Grain Snippet: Australian Wheat Takes a Breath, Eyes on the Skies

Grain Snippet: Australian Wheat Takes a Breath, Eyes on the Skies

October saw the wheat market regain some strength, with Adelaide APW1 prices edging up by around $5/MT for the month to-date, while Portland APW1 gained about $10/MT. The market has been mainly supported by a weaker Australian dollar and increasingly dry conditions since September. However, upward momentum has been partly capped by abundant global wheat and corn production.

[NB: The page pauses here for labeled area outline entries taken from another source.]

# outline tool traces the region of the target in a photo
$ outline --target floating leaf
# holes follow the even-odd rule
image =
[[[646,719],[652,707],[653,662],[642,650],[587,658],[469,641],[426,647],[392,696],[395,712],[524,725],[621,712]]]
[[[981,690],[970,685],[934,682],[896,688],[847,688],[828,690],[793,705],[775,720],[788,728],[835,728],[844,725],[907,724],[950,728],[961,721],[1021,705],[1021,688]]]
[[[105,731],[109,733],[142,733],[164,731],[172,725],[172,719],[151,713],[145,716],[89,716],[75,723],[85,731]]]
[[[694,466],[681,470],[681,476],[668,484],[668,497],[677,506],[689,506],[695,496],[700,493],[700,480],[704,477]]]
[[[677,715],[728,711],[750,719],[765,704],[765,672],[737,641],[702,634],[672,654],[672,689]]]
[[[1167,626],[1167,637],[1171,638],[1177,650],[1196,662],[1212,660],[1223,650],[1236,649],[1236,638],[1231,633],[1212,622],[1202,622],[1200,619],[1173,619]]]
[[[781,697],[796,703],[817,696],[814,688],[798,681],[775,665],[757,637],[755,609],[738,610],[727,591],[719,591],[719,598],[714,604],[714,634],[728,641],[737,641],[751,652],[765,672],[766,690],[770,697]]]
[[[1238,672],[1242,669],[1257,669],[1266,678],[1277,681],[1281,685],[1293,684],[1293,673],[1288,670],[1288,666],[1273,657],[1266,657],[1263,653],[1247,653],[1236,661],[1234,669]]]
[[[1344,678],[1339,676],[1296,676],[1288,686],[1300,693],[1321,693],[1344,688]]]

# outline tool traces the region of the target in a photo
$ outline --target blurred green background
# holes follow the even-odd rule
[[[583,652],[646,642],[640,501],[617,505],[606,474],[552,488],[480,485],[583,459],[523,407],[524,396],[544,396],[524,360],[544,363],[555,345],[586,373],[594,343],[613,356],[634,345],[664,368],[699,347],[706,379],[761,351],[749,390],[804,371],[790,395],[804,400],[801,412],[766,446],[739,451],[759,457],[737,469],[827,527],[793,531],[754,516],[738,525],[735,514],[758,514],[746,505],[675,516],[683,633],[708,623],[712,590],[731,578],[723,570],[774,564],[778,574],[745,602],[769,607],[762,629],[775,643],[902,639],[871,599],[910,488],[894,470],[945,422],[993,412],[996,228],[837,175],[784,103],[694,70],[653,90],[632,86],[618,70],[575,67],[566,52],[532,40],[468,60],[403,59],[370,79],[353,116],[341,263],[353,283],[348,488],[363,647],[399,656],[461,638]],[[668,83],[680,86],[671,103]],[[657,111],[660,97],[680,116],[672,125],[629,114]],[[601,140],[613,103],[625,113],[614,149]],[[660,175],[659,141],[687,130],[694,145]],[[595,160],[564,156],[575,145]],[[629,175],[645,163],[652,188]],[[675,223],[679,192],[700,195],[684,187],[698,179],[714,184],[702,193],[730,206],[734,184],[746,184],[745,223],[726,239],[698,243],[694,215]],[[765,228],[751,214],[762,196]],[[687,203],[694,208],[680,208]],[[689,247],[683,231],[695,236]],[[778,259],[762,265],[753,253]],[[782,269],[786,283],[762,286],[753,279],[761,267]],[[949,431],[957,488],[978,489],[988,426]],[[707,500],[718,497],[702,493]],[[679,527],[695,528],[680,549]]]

The AUD/USD pair has retraced from its previous high of 0.67 USD to 0.65 USD since late September, providing support for the SA and VIC wheat markets. The recent weakness has occurred amid a widening interest rate differential, as markets anticipate RBA easing while the US maintains a more hawkish stance. The currency’s decline has been further supported by renewed US–China trade tensions in recent weeks, driving investors toward the US dollar as a safe haven amid rising economic uncertainty.

The SA and VIC wheat markets have been weighed down in 2025 by higher year-on-year production. According to ABARES, SA and VIC wheat production are forecast at 4.2 MMT and 4.0 MMT respectively, up 1.5 MMT and 0.5 MMT year-on-year. The revision reflects better seasonal conditions compared to last season. Nevertheless, since September, southeastern Australia has experienced increasing dryness, supporting both local basis levels and the local wheat cash market. The Adelaide basis has increased by 32 USc/bu to a historically strong 70 USc/bu since late September, while the Portland basis has risen by 37.5 USc/bu to 88 USc/bu. Looking at weather forecasts for the latter half of October, above-average rainfall is anticipated across most of southeastern Australia, providing a timely moisture boost ahead of harvest.

Globally, abundant wheat production has been pressuring both global wheat futures and the Australian wheat market, indicating no significant supply shocks are on the horizon, despite the below-average season locally. The International Grains Council (IGC) expects major wheat exporters to maintain ample production, estimated at 409 MMT, an 8.6 MMT increase from the previous projection. This brings total production to 22 MMT higher than last season and 20 MMT above the five-year average. With higher production, ending stocks for wheat exporters are forecast at 68 MMT, up 4.2 MMT year-on-year and 4 MMT above the five-year average.

On the demand side, major wheat importers continue to lag behind their normal import pace, which is also putting pressure on the global wheat market. From June to September, Morocco’s wheat imports were 7% lower year-on-year, while Egypt’s 2025 imports to date are 34% lower than last year. China was a major wheat importer in previous seasons (such as 13.6 MMT of wheat imports in 2023/24). However, with ample domestic wheat production in both the 2024/25 and 2025/26 seasons, China’s wheat import demand has dropped significantly. In the current 2025/26 season, China is expected to import a modest 6.2 MMT of wheat.